Why do I feel like I have anything worth reading?
Why am I returning to this?
I'm not sure what the answers are to any of those questions. I just have words inside me that are beginning to shout quite loudly. I waste them on comments sections on the Guardian and ephemeral Facebook updates and I should be putting them to better use. I'm not sure what is worth reading about and I don't know yet which direction my renewed blog will go.
I look at the labels that I set up when I began this blog back in 2009: being organised, Cycling, daily hack, discipline, family, Family fun, feminism, God stuff, , maternity leave, night time parenting, pregnancy, the payoff, work conditions, Yummy stuff...
So many of those still apply (some don't, thank God) but I'm a much more private person than I used to be.

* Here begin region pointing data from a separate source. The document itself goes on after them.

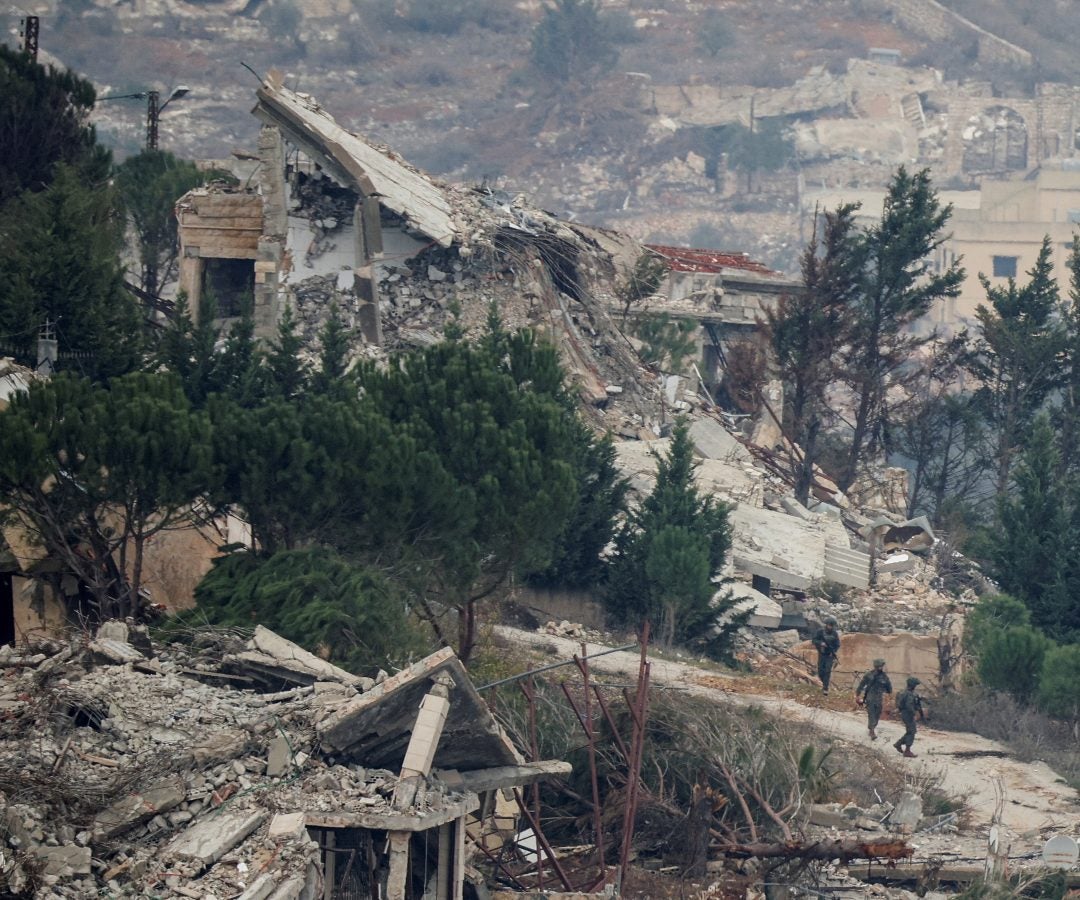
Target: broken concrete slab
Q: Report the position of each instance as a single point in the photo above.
(896, 563)
(278, 660)
(713, 441)
(827, 817)
(137, 808)
(376, 726)
(260, 888)
(279, 756)
(498, 778)
(287, 824)
(112, 630)
(907, 811)
(354, 162)
(118, 652)
(64, 860)
(211, 838)
(764, 610)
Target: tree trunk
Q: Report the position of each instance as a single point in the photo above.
(696, 846)
(467, 629)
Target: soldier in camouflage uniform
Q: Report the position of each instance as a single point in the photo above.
(909, 704)
(872, 689)
(827, 644)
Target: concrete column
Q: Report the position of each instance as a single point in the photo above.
(367, 297)
(397, 878)
(444, 873)
(368, 224)
(272, 182)
(331, 864)
(459, 859)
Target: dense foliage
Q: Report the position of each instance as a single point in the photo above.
(348, 614)
(669, 552)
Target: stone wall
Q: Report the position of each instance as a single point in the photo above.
(933, 21)
(1051, 118)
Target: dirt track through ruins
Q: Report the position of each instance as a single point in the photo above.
(1035, 797)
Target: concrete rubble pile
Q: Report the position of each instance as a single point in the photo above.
(792, 567)
(226, 767)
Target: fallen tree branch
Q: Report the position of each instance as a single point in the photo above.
(844, 850)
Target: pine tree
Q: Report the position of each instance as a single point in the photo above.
(59, 263)
(1030, 543)
(149, 184)
(1017, 358)
(351, 614)
(808, 330)
(45, 116)
(92, 472)
(669, 552)
(333, 356)
(507, 445)
(898, 286)
(288, 375)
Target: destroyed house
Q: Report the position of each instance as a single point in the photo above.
(326, 203)
(726, 294)
(246, 769)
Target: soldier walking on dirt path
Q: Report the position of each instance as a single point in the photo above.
(872, 689)
(909, 704)
(827, 644)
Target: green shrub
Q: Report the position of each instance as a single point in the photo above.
(347, 614)
(1011, 660)
(1060, 682)
(993, 613)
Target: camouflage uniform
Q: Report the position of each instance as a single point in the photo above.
(909, 706)
(827, 644)
(874, 685)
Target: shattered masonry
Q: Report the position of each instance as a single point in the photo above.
(225, 767)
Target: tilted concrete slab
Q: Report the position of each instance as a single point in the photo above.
(354, 162)
(395, 821)
(786, 550)
(212, 837)
(765, 612)
(500, 777)
(375, 727)
(905, 654)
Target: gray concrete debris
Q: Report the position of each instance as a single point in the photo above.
(279, 757)
(118, 652)
(713, 441)
(206, 842)
(188, 776)
(907, 813)
(827, 816)
(138, 808)
(66, 860)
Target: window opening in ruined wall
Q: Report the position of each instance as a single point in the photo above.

I won't discuss specific children's issues any more because I'm increasingly uncomfortable with putting their lives online, even under assumed names. We've been through devastating things - deaths, mental illness, physical illness, incredible challenges... all great blog fodder but none of them suitable for me to type out here. Not yet, anyway.
What labels would I put on my life today that aren't already there? Triathlon. Mental health. Jazz. Ageing. Adult children. Money. Balance. Health, health, health.
What labels govern your life right now?
Well, off to write my first blog post of substance. Welcome back, dear readers, if you are still reading.